Es ist machbar! Im September 2010 konnte mit dem Umbau begonnen werden. Die Architekten denken an die Anfänge zurück: „Die ersten drei Monate beinhalteten hauptsächlich Abrissarbeiten im Innenbereich. Der Baukörper wurde in seinen Außenmaßen belassen.“ Das zur Straßenseite zugewandte Schaufensterband wurde beibehalten und durch einen baulichen Rahmen neu gefasst.

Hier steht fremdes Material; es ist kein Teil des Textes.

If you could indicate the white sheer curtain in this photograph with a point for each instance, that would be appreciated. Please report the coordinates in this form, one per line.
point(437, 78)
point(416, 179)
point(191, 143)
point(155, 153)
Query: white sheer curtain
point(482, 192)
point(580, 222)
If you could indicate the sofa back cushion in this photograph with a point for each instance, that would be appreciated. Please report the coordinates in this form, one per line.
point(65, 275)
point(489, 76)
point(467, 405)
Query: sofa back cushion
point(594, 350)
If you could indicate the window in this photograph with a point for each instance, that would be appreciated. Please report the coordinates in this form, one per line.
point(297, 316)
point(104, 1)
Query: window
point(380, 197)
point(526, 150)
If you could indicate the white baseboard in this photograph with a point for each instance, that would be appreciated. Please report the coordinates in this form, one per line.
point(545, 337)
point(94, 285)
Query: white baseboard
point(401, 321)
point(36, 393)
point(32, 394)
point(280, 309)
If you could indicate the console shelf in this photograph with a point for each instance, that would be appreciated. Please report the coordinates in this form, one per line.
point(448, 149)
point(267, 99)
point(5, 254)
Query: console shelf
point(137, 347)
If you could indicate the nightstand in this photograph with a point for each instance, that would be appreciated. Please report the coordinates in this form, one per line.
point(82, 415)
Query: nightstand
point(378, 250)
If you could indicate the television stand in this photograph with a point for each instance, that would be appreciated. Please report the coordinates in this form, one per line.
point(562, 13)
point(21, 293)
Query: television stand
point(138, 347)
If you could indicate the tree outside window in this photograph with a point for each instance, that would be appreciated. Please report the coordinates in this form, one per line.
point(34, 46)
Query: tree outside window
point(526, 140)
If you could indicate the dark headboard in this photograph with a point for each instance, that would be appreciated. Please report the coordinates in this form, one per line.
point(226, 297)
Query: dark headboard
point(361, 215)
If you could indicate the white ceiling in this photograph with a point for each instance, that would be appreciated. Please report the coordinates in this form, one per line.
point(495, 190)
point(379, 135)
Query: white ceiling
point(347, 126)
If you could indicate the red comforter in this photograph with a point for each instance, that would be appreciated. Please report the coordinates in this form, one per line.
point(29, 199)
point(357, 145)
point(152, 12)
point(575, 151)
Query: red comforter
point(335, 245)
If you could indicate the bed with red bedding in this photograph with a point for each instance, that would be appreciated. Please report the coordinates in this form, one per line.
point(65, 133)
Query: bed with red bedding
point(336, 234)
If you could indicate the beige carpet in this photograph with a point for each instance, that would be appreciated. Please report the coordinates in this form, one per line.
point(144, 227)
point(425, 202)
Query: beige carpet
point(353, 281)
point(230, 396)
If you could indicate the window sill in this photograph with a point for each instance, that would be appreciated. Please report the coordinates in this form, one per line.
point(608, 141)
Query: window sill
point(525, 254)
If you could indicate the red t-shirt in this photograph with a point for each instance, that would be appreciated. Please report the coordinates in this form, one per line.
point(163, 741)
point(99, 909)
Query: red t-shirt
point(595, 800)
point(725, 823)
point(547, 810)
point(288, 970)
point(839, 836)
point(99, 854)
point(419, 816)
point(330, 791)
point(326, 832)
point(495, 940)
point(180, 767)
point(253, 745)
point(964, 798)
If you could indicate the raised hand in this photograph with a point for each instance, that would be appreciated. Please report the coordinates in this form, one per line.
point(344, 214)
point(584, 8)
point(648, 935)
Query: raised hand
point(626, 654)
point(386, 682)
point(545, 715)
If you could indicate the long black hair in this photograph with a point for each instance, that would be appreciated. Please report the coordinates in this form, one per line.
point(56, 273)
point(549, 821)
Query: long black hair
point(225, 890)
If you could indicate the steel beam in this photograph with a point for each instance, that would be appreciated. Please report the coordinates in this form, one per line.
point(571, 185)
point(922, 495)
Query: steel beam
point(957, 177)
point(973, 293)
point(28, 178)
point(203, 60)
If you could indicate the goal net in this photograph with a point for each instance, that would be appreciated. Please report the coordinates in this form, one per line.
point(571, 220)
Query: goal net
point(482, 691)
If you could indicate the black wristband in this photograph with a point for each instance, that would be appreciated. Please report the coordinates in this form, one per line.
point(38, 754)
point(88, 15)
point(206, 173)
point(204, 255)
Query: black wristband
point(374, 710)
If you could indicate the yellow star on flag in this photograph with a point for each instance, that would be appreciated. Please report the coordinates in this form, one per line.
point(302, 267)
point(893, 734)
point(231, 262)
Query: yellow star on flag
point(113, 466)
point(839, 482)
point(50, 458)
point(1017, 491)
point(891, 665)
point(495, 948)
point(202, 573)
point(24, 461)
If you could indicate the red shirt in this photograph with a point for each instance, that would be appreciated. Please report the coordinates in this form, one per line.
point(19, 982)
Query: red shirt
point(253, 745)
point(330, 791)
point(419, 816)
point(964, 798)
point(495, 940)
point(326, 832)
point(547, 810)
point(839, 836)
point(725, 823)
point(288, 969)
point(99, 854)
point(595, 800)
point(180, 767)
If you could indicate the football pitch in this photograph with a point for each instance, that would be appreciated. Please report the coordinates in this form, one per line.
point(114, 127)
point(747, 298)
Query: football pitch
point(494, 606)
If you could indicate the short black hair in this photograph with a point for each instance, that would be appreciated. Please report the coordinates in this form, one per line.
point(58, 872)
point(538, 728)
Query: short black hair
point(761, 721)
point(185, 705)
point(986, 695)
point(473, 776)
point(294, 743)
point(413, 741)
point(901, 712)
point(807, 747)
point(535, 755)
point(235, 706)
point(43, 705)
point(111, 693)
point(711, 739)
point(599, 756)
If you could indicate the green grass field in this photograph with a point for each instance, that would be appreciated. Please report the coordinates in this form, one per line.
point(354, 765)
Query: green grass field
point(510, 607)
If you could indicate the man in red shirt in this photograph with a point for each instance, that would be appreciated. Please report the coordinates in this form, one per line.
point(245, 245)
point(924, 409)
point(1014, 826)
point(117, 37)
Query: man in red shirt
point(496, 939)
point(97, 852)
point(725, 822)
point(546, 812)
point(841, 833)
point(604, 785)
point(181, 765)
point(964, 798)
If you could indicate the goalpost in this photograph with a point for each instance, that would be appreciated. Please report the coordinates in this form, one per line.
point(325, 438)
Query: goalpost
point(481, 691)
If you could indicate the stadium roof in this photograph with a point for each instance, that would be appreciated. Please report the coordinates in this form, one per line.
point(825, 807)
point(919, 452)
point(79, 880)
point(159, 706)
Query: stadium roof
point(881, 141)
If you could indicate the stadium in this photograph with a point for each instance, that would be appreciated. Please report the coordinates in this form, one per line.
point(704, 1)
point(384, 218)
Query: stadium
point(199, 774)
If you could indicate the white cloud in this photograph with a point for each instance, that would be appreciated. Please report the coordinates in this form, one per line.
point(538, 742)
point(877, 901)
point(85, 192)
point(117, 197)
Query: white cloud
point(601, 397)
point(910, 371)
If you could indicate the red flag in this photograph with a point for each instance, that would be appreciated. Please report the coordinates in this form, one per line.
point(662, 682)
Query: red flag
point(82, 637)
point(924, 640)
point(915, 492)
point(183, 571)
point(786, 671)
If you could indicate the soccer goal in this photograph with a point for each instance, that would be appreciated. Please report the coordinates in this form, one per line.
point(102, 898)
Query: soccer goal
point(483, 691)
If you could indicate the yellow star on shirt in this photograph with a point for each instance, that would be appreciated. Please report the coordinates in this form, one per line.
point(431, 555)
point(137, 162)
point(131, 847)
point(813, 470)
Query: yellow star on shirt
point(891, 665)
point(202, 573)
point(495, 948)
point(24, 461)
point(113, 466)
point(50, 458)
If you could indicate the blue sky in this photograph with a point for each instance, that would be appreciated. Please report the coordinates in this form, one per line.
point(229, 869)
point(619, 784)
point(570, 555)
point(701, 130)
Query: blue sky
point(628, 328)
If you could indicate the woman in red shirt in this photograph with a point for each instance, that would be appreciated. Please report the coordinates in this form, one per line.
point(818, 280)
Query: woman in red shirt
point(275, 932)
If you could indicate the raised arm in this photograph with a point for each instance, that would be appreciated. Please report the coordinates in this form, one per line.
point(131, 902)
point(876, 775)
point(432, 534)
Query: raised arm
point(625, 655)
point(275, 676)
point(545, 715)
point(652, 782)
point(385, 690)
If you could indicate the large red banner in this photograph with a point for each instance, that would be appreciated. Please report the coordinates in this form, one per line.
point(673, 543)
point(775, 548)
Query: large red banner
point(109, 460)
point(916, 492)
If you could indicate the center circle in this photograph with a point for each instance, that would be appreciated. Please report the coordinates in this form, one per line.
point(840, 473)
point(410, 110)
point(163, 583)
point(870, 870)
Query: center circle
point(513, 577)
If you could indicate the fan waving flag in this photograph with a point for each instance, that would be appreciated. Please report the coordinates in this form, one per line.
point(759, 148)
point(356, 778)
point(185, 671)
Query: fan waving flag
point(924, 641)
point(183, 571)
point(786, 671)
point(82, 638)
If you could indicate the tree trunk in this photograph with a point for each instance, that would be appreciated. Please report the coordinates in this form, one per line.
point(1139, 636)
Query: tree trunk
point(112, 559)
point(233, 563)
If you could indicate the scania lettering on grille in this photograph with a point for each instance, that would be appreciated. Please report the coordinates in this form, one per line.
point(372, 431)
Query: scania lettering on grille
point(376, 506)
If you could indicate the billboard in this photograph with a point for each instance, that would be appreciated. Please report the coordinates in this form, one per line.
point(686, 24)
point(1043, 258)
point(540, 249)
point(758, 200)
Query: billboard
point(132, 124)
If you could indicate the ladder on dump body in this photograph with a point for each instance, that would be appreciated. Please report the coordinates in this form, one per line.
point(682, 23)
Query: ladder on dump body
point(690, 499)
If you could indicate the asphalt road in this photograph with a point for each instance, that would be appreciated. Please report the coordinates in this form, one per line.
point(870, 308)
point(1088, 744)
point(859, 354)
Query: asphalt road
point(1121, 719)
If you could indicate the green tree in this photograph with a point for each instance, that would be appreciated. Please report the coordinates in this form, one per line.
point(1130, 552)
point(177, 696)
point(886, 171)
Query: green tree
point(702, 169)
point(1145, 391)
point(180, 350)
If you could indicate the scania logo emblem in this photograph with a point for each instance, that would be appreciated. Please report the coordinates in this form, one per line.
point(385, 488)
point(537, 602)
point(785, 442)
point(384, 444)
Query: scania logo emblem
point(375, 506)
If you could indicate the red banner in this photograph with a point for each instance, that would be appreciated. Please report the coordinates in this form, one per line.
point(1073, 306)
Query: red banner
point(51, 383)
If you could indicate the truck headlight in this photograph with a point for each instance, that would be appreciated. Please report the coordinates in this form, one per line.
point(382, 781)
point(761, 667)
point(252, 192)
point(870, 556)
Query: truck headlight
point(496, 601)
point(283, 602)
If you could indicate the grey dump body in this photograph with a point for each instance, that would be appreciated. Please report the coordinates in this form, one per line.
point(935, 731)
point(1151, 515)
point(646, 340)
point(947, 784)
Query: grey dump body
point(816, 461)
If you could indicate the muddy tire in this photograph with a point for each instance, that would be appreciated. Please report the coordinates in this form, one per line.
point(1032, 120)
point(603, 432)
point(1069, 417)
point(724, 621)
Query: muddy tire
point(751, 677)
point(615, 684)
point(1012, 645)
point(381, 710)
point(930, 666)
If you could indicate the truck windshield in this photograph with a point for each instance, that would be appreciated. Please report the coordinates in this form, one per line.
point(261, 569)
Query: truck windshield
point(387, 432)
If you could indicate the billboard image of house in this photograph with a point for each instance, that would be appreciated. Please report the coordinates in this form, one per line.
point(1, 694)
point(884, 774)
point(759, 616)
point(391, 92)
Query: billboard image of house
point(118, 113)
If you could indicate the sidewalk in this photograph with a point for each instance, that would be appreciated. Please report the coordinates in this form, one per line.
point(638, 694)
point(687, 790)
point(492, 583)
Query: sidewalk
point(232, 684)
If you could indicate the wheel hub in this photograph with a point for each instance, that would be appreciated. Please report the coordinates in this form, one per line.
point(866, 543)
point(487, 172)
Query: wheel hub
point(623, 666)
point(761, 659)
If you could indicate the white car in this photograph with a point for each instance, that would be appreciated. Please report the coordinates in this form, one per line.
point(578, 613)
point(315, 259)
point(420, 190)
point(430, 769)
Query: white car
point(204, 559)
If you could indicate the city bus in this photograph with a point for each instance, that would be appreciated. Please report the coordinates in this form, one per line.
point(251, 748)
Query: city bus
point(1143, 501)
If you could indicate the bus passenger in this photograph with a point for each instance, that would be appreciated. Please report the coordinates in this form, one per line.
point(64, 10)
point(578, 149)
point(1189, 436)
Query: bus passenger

Dadurch ist der alte Verbrauchermarkt als solcher nicht wiederzuerkennen. „Hätte man den ehemaligen Verkaufsraum im Erdgeschoss so belassen, wie er war - eine 170 Quadratmeter große Fläche - wäre er für einen gemütlichen Wohnraum zu dunkel gewesen und man hätte mit künstlichem Licht arbeiten müssen“, erklärt Tanja Diemer. „Dem haben wir mit Fassadenrücksprüngen auf der Südseite und Dacheinschnitten ins Gebäude entgegengewirkt. Nun werden die Wohnung und das Architekturbüro den ganzen Tag über natürlich belichtet.“ So befindet sich in Richtung Süden ein überdachter Terrassenbereich, der nicht nur ein malerisches Panorama auf die Schwäbische Alb gewährt. Auch der Wohnraum wird dank der raumhohen Fenster großzügig belichtet. Im Küchenbereich sorgt ein dreiseitig verglaster Patio für viel Tageslicht im Inneren und ist dazu noch ein echter Blickfang. Die geschmackvolle und reduzierte Einrichtung komplettiert das Gebäude zu einem einheitlichen Ganzen. Barrierefreie Konstruktionen sowie raffinierte Möbelstücke bilden vom Büro- zum Wohnbereich hin fließende Übergänge. „Wir wollten die Nischen, die der Raum uns bietet, nutzen“, so Tanja Diemer. Damit ist beispielsweise ein Einbauschrank auf der einen Seite des Raumes eine Garderobe, auf der gegenüberliegenden Seite dient der Schrank als praktisches Bücherregal. Ein Altbau auf Neubaustand Tanja Diemer und Uwe Scholz haben den ehemaligen Verbrauchermarkt nicht nur gestalterisch optimiert. Auch aus energetischer Sicht ist der Altbau nun auf Neubaustand. Die Architekten entschieden sich für eine Luftwärmepumpe als Hybrid-4-Leiter-System mit Kaltdampfeinspritzung. Die Heizung ist an der Decke angebracht. Dass die Deckenheizung weniger Vorlauftemperatur und damit weniger Energie als konventionelle Heiztechniken benötigt, ist nur einer der zahlreichen Vorteile dieser Heiztechnik. Unter anderem wird die Decke auch genutzt, um im Sommer die Räume zu kühlen.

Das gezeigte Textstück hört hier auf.